Are web designers obsolete?
Recently Smashing Magazine ran an article by Cameron Chapman. The reaction was immediate and the editors quickly found themselves under fire from hundreds of designers who felt they’d been crudely misrepresented. Many felt magazines editors were essentially of ‘biting the hand that feeds them’.
So vehement was the reaction editors were forced to post rebuttals including an interesting response by Michael Aleo along with an apology (see Cameron update, above). However, the anger remains and the discussion continues.
It’s easy for writers and content providers to overlook the design aspect and concentrate on function over form but as any designer knows, good design is supposed to be invisible. No matter, if it’s in print, on the Web, or a really cool App, a designer’s job is making sure content is the king. That’s what design is supposed to be. So, is Cameron paying us a compliment?
No, I didn’t think so either. While many of Cameron’s arguments are flawed, and they do perhaps paint a rather old fashioned, simplistic picture of the work of web designer, the article poses an interesting question about the shifting relationship between form and function on the Web. In this age of social media and RSS feeds what will become of the traditional website?
The question is not a new one, critics have been predicting the death of the website since Web 2.0 was a twinkle in O’Reilly’s eye. Despite this, the traditional website has continued to exist. A domain name is basically a brand name and, as Aleo points out, few businesses are going to willingly give up the power and control of a domain for the promise of a subdomain on Facebook.
So, What’s the problem with Social Media?

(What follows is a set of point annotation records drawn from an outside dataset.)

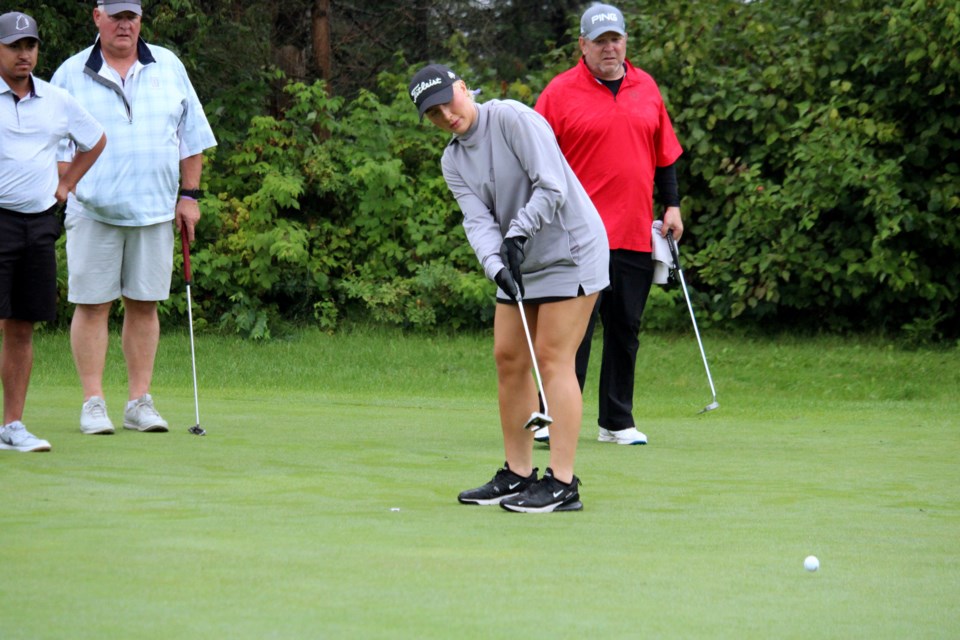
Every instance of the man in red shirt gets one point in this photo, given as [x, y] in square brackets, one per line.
[613, 127]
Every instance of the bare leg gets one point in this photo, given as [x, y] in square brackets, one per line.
[89, 336]
[16, 364]
[516, 388]
[141, 337]
[560, 327]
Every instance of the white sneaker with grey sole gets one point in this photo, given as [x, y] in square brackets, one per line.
[15, 437]
[93, 417]
[140, 415]
[624, 436]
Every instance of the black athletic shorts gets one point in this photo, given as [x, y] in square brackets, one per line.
[28, 265]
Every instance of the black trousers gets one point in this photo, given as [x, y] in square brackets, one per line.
[619, 308]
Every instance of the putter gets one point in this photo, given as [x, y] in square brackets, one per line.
[683, 283]
[538, 420]
[195, 429]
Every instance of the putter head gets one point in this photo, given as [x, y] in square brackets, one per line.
[710, 407]
[538, 421]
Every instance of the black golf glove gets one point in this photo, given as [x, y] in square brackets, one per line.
[505, 281]
[511, 252]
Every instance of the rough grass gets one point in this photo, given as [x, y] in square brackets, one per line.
[281, 523]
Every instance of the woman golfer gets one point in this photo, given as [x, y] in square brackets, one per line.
[539, 237]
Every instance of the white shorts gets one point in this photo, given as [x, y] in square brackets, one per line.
[105, 261]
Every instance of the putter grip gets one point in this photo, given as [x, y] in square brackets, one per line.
[673, 249]
[185, 244]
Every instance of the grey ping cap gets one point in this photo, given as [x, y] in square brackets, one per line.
[17, 26]
[600, 19]
[113, 7]
[431, 86]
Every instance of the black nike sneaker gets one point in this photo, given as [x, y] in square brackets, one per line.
[546, 495]
[505, 483]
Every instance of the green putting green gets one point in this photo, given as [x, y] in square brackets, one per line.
[322, 502]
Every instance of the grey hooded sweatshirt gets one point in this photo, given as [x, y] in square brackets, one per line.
[511, 179]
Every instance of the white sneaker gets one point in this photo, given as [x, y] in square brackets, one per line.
[15, 437]
[140, 415]
[94, 418]
[624, 436]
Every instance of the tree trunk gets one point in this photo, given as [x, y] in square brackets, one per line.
[321, 39]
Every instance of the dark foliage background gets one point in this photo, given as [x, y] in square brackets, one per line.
[820, 179]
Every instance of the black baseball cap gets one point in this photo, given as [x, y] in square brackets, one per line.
[431, 86]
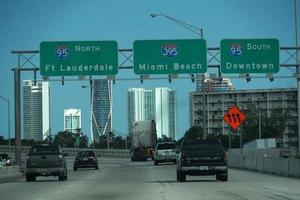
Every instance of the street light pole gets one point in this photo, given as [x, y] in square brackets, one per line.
[198, 31]
[8, 117]
[297, 71]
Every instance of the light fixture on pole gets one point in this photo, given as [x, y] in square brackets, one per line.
[8, 117]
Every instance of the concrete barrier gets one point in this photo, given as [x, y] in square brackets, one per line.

As any designer and web marketer will tell you, the key to an effective web presence is branding. A brand is about creating a consistent message, throughout your company’s online and offline material. From a branding perspective, the problem with Facebook and Twitter and so on, is that everybody’s pages, walls and whatever, basically look the same. No matter where you go, Facebook looks like Facebook, WordPress blogs look like WordPress blogs and Bloggers look like, well blogs. Even a DIY blog, still looks like a blog, largely thanks to its functionality. It’s not too hard to see why, Social Media Sites are in the business of selling themselves, they’re in business to sell your data, not your business.
Another problem with relying on Facebook or Twitter for branding, is that it requires a pre-sold audience. You can’t just join Facebook and expect to get thousands of friends. That requires work. You need to find a clever way to bring your audience to you. Sound familiar? It Should. After all no one joins Facebook for the marketing opportunities, except for media companies and their clients. Frankly, we get enough of that in our inboxes already. People join social media sites to be heard and to stay in touch with their friends. Chances are, that doesn’t include you, or your clients.
If you have to ask, it’s not you.
Another point to keep in mind, about the Web, is fashion. Nothing goes out of date faster than the Web, particularly for the young. As saying goes: anything can be cool until your parents find out. As more and more older people head for Facebook country, the younger crowd are already looking for an exit. What could be less cool than chillin’ with the olds on Facebook? Unless, of course, its chilling with some faceless corporation on Facebook.
What does this mean for Social Media Marketing. Well, it’s like those scooters that were all the rage a few years back. They were cool for about 5 minutes, until you until saw some random corporate suit riding one and then you knew the fad was over. Remember, when iPods used to be cool? Well, now everybody and their mother has got one. The marketing people are telling us the cool people are buying iPads and smart phones but for how long? 18 months ago, not having a Facebook page meant being social outcast, now, with recent privacy issues still largely unresolved, Facebookers are starting to wonder why they ever bothered.
For these reasons, Social Media, no matter how cleverly designed, won’t replace a properly designed branded website. It’s simply not designed to. Just as you need amazing content to convince your audience to listen, you also need amazing design and functionality to convince them to stay. That’s the simple reason Websites are still the grandfather of the web; it’s because a website always was, and still is, the easiest way to create lasting impression on the Web.